The trigger is language: medical terms, procedures, mechanisms of disease, the words “catheter,” “intravenous,” and “retina.” In the latest case, the optometrist was analyzing my retinal scan, where you look through the peephole and the machine takes a quick photo of your eye—much easier than dilation. (Incidentally, if scientists could invent a similar scanning technique for pap smears, I and half the world’s population would be most grateful.) The doctor helpfully pointed out my retinal nerve and macula, and the more she used the word “retina,” the more squeamish I got. My ears were ringing, my eyes were blacking out, and consciousness slipped away.

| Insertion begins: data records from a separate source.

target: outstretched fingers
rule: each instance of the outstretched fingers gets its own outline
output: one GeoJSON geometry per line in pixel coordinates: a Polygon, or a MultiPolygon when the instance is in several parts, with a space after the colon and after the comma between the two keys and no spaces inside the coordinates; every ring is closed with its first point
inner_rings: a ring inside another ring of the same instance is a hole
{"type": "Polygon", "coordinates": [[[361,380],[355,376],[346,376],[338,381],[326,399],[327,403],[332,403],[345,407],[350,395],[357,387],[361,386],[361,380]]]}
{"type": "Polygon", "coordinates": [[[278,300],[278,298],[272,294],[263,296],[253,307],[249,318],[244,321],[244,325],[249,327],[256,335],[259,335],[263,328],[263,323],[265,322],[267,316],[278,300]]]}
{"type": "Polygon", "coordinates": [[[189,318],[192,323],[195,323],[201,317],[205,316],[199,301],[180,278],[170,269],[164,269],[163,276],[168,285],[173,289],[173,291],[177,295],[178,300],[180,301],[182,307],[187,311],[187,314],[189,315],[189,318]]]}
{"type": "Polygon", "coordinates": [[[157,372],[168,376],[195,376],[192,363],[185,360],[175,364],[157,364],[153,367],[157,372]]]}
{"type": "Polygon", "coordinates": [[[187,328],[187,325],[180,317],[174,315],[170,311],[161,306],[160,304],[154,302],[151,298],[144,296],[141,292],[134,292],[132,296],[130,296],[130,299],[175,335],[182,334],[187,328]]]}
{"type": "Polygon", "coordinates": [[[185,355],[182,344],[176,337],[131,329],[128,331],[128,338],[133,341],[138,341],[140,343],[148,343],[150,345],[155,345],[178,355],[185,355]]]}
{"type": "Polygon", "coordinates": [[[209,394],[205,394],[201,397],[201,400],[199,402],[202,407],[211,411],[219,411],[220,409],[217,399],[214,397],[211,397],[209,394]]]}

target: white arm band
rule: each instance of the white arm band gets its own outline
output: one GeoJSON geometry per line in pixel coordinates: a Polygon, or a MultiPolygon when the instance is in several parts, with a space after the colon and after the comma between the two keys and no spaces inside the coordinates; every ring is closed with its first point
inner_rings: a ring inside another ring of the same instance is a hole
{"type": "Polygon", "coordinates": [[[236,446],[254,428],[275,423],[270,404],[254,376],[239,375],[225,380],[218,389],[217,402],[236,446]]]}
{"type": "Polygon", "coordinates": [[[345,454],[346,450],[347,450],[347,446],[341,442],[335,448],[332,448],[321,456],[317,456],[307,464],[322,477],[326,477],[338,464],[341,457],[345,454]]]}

I vaguely remember Dr. Oz talking about the vagus nerve on an episode of Oprah. He may have mentioned it in relation to fainting. I made a mental note of it then quickly forgot it—because I was planning to outgrow fainting.
The vagus nerve runs from the medulla down through the neck, chest, and abdomen, conveying “sensory information about the state of the body’s organs to the central nervous system” (according to Wikipedia). When your vagus nerve freaks out from stress, you suffer the most common type of fainting, vasovagal syncope. As I read Wikipedia’s list of triggers, my eyes alighted on the one closest to my heart, er, vagus nerve: “watching or experiencing medical procedures.”
Whoomp. There it is.
Willing myself to stay conscious doesn’t work. The more I tell myself, “snap out of it,” the quicker I’m out. Chances are, at darn near forty years old, I’m not going to outgrow it.
Maybe the reason for the trigger is that medical terminology reminds me that I’m a body, and bodies aren’t made to last. Practicing for death—it sounds so morbid. But that’s vaguely what my vagus nerve is up to.
Tempus fugit, memento mori, and carpe diem. This message was approved by my vagus nerve.